Hacker News new | ask | show | jobs
by makapuf 3411 days ago
Amen. Also said as: too big for excel is not big data. See also https://www.chrisstucchio.com/blog/2013/hadoop_hatred.html
3 comments

Amen right back at ya! (I love the O'Reilly book cover.) I highly recommend people read your blog post. And there's also this classic:

https://aadrake.com/command-line-tools-can-be-235x-faster-th...

I'll also take this opportunity to plug Make and Drake for manipulating data in a replicable way:

https://bost.ocks.org/mike/make/

https://github.com/Factual/drake

If you're processing data using tools that cannot trace their ancestry directly to some time before 1985, you're probably wasting your own and your colleagues' time.

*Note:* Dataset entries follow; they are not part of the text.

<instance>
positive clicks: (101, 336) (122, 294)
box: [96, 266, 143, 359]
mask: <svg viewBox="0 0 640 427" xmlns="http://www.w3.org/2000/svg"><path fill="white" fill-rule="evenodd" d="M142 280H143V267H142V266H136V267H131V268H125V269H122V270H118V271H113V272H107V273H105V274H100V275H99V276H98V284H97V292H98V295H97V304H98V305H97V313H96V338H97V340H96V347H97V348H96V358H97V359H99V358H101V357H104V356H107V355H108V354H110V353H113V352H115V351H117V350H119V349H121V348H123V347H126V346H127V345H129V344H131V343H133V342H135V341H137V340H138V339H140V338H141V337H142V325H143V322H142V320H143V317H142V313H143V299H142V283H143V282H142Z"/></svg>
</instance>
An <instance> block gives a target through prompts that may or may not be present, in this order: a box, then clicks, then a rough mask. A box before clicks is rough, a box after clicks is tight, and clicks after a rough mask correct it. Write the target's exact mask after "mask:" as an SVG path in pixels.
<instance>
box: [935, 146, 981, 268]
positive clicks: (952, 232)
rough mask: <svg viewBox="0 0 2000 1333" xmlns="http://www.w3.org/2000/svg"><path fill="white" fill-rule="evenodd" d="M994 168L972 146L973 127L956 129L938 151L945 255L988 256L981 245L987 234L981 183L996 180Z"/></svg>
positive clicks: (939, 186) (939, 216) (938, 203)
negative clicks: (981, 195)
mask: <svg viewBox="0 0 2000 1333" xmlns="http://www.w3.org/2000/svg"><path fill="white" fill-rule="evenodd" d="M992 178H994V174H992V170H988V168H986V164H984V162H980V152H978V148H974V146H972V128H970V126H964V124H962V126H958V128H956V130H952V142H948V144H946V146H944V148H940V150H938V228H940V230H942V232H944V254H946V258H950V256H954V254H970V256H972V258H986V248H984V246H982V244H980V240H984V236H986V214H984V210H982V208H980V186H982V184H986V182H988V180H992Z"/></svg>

Just for clarification, I'm not the original blogger. +10 for the other link and using make ! I don't know Drake however.
The picture has now gotten a little fuzzier as this blog post conflates map reduce and YARN and calls them both hadoop. The scala pseudo code is just about exactly what you'd use with spark which runs on YARN.
I think his point is that bloated, over-engineered Big Data systems—whether batch or streaming—are overkill for the vast majority of problems.
There are just many points that don't really apply to stuff like spark or tez that runs on YARN:

ex: Hadoop << SQL, Python Scripts

I completely agree with

Mapreduce << SQL, Python Scripts

I do a lot of my processing on sparkSQL and through RDD transformations as opposed to Mapreduce limiting, slow KV style processing.

Thanks for the link. The replies in it were hilariously obvious.